Jónsdóttir plans to bring with her an exhibition of still photographs drawn from the Collateral Murder video that she will show in New York on the anniversary and Los Angeles on 6 April. Later, she hopes to take the exhibition on a road tour across the US on the eve of Manning’s trial that is currently scheduled to begin in June.

The footage, allegedly leaked by Manning while he was working as an intelligence analyst in a US base outside Baghdad, related to a US airstrike in Baghdad on 12 July 2007. Eight men were killed in the attack, including two Reuters correspondents whose cameras were mistaken for weapons.

The posting of the video had immediate and immense impact, prompting debate on the cost in civilian deaths of the Iraq war. A month later, Manning was arrested as the suspected source of the video along with hundreds of thousands of leaked confidential diplomatic cables.

The Iraq video has been cited in four of the 22 counts that Manning is facing, for which he faces up to life in military custody with no chance of parole.

Jónsdóttir said that she wanted to visit the US so that she could speak out about the importance of Collateral Murder in a way that Manning himself could not. “I feel connected to Bradley Manning’s fate through that video,” she said.

It’s deeply troubling to me that he is the only one suffering the consequences – none of the people responsible for the war crimes in the video have been held accountable.
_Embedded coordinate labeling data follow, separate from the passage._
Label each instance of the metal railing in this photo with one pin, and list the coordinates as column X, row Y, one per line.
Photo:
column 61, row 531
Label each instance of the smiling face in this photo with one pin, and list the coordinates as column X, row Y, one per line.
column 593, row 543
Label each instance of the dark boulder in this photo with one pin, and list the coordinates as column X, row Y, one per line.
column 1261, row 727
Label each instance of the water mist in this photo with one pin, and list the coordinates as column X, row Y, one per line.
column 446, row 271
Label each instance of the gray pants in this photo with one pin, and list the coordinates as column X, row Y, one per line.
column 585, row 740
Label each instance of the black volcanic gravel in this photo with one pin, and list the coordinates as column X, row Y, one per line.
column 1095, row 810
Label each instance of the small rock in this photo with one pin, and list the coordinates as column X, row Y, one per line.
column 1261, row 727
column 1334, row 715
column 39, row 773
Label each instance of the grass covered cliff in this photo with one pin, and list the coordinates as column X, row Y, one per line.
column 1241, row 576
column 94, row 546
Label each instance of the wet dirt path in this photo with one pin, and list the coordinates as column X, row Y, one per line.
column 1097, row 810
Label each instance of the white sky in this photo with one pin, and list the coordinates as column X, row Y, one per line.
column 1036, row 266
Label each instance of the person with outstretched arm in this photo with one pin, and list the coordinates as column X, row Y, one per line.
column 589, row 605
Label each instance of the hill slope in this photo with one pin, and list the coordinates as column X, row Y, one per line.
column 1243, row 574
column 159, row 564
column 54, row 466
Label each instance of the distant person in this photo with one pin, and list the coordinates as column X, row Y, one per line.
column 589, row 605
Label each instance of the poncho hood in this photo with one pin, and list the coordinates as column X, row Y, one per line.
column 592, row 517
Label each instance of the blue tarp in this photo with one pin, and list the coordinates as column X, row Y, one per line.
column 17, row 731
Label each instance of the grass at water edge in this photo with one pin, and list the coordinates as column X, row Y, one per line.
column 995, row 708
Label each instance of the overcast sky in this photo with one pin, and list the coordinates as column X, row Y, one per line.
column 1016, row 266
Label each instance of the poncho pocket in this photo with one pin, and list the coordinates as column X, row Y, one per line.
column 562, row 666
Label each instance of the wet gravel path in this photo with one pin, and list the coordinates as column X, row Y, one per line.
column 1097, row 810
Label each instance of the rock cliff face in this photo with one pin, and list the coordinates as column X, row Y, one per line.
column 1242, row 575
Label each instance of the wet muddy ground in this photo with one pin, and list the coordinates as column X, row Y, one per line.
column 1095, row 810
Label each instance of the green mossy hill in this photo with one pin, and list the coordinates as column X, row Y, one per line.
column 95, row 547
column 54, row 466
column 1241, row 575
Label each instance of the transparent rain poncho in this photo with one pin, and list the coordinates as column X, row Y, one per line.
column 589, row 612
For the past two years Jónsdóttir has been locked in legal dispute with the US Justice Department over its attempts to obtain her private information. It was revealed in 2011 that the US government had served a subpoena on Twitter demanding personal data from her Twitter feed dating back to November 2009.

Jónsdóttir riposted by petitioning a federal appeals court in Virginia, calling on the courts to force the DoJ to open its files on her to disclose the other internet providers that had also been ordered to submit her private data. Last month the appeal court ruled against her and her two co-defendants, allowing the US government to keep secret its attempts to force internet providers to hand over private information without a warrant.

In 2011 the US ambassador to Iceland gave verbal assurances that Jónsdóttir could travel freely to the US without fear of arrest or prosecution. But she has been advised by senior Icelandic government officials not to do so on the grounds that a verbal assurance is not binding and could be overruled by the US at any time.